Of course, the end of the war did not mean America was instantly reunited. The turmoil of the Reconstruction era, the violence and discrimination directed at newly freed Black Americans, and the coming age of Jim Crow laws still lay ahead. But that letter on April 7 had at least created the courage to lay down arms.
🎬 This History on Screen
Steven Spielberg's Lincoln (2012) depicts Lincoln's political struggle to pass the Thirteenth Amendment — abolishing slavery — in the final days before the Appomattox surrender. Daniel Day-Lewis portrays Lincoln as a man obsessed not just with ending the war, but with ending it the right way. The film closely follows the historical record, though the scene depicting Connecticut congressmen voting against the amendment is fictional.
Gettysburg (1993) centers on the 1863 battle, but provides an excellent backdrop for understanding the strategic thinking of both Lee and Grant as commanders.
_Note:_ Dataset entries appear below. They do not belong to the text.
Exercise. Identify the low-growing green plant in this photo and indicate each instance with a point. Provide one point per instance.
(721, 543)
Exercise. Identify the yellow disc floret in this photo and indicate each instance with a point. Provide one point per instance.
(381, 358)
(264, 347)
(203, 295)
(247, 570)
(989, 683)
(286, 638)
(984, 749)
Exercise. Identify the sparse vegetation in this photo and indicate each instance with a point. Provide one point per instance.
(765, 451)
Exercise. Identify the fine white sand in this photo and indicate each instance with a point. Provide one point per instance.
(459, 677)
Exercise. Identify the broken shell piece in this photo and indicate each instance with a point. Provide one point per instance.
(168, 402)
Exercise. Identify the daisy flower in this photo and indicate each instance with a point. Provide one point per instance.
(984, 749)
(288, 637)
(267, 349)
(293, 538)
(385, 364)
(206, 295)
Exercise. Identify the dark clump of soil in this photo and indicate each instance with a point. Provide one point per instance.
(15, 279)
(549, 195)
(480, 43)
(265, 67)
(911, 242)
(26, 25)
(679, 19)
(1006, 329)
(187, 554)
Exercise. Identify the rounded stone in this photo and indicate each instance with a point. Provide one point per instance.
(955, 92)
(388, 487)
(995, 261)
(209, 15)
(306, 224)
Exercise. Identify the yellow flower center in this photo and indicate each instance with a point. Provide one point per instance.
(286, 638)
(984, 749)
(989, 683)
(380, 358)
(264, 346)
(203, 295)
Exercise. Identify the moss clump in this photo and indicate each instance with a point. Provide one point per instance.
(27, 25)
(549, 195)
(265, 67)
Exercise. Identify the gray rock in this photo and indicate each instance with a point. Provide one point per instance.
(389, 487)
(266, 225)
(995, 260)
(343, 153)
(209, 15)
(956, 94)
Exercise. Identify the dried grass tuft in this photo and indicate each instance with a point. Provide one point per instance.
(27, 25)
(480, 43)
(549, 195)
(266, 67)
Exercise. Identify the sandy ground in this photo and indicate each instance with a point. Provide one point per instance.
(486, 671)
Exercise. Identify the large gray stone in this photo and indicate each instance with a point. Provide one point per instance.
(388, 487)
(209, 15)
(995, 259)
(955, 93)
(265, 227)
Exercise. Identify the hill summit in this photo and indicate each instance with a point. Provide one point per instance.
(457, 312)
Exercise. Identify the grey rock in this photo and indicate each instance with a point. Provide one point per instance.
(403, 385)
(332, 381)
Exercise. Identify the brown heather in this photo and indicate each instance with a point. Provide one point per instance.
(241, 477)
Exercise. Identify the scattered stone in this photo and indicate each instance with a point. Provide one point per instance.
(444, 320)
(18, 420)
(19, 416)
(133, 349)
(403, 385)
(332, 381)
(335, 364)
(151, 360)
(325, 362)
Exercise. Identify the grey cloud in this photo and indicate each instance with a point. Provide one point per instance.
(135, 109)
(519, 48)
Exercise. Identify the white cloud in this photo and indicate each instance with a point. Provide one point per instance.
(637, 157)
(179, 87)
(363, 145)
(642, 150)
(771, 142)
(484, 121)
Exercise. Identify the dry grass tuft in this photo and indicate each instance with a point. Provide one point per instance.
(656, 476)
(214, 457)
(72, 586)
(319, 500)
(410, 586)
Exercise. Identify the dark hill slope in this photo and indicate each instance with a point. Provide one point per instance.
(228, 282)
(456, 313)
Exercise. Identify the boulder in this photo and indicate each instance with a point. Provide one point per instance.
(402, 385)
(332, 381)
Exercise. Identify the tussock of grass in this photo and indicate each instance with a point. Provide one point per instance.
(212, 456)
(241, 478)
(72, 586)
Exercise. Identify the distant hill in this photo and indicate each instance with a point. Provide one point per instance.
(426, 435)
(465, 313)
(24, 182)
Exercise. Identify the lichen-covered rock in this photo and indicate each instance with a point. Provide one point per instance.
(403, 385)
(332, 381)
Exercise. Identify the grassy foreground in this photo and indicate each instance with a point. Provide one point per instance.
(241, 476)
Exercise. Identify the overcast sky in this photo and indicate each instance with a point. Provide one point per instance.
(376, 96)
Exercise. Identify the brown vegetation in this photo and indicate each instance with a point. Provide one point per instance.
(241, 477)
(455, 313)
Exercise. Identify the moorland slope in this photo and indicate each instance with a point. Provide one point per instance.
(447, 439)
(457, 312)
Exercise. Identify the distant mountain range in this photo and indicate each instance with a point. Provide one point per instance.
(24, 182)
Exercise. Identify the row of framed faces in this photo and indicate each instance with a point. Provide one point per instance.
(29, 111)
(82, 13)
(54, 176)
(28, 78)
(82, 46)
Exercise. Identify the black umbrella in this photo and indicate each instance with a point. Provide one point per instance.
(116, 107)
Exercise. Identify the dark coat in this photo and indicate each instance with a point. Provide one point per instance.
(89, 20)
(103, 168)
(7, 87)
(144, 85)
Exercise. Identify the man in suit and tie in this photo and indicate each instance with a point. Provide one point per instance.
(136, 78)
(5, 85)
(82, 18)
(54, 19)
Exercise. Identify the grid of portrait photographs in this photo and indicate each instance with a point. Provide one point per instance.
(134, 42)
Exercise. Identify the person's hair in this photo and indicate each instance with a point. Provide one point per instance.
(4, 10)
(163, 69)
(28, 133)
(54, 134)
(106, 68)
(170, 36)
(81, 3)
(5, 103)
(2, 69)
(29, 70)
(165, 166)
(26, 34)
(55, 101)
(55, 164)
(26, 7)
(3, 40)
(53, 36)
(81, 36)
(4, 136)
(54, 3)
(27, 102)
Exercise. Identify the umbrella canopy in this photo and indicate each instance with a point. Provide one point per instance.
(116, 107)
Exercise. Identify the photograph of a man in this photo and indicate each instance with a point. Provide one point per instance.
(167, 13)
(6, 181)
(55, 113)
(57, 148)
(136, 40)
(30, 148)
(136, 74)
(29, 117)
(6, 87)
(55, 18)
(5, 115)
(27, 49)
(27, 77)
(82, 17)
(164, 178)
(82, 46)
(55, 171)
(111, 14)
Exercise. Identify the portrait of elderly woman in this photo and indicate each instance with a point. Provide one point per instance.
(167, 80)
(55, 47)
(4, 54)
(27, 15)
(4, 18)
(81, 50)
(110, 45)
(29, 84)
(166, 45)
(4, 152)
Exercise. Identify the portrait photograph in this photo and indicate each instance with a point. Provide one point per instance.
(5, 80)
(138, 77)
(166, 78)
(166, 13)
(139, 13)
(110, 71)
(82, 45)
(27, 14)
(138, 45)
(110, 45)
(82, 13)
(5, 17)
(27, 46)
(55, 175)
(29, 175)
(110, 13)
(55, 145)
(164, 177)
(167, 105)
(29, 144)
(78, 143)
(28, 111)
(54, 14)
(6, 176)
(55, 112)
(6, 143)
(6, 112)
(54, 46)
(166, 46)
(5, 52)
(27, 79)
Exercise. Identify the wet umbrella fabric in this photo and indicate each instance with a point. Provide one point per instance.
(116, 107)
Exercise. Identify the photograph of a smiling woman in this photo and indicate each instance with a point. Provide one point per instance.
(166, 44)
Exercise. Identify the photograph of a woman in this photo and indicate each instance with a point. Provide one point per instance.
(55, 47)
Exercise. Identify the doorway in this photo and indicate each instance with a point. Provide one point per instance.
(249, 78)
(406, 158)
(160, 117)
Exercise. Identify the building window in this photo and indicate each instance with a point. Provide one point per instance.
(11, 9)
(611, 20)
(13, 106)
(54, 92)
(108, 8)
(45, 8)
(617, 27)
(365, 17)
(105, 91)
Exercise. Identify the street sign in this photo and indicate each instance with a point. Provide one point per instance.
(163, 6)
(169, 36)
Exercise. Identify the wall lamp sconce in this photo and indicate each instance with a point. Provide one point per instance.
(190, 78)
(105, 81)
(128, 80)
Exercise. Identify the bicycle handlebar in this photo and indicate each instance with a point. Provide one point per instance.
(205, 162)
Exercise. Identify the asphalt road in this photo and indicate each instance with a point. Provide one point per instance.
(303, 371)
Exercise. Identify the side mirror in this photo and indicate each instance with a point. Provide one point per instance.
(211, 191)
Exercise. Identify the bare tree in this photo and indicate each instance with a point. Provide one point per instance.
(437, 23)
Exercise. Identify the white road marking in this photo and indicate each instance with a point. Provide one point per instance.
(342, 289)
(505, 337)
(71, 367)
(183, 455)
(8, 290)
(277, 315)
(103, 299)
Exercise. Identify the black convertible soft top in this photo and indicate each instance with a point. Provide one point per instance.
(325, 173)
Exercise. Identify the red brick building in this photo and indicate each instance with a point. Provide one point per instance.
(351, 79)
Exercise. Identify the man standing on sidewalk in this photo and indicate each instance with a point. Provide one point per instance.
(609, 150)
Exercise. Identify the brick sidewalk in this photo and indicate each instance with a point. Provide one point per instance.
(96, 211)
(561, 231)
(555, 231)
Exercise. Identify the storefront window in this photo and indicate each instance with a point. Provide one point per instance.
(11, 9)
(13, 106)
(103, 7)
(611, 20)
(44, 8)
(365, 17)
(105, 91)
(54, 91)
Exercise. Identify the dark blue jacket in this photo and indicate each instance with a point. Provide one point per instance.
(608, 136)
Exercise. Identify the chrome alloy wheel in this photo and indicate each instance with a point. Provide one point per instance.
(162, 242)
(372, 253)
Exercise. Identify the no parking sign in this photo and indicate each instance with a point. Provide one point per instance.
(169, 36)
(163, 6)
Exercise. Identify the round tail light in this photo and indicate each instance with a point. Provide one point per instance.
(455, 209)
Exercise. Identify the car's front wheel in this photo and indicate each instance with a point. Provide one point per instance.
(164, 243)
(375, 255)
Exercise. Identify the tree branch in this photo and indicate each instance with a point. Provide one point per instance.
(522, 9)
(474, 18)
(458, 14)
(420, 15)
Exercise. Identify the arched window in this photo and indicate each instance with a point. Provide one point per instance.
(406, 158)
Ken Burns' documentary The Civil War (1990) reconstructs the Appomattox scenes through vivid photographs and letters. The eyewitness accounts of the moment Lee walked out of that farmhouse are still enough to send a chill down your spine today.
One Letter That Changed History
On April 7, 1865, Grant's letter was only a few lines long. But those few lines prevented the deaths of hundreds of thousands more, and pulled the thread that began stitching America back together. History is sometimes made not on the battlefield, but at a desk — quietly, with nothing more than a pen.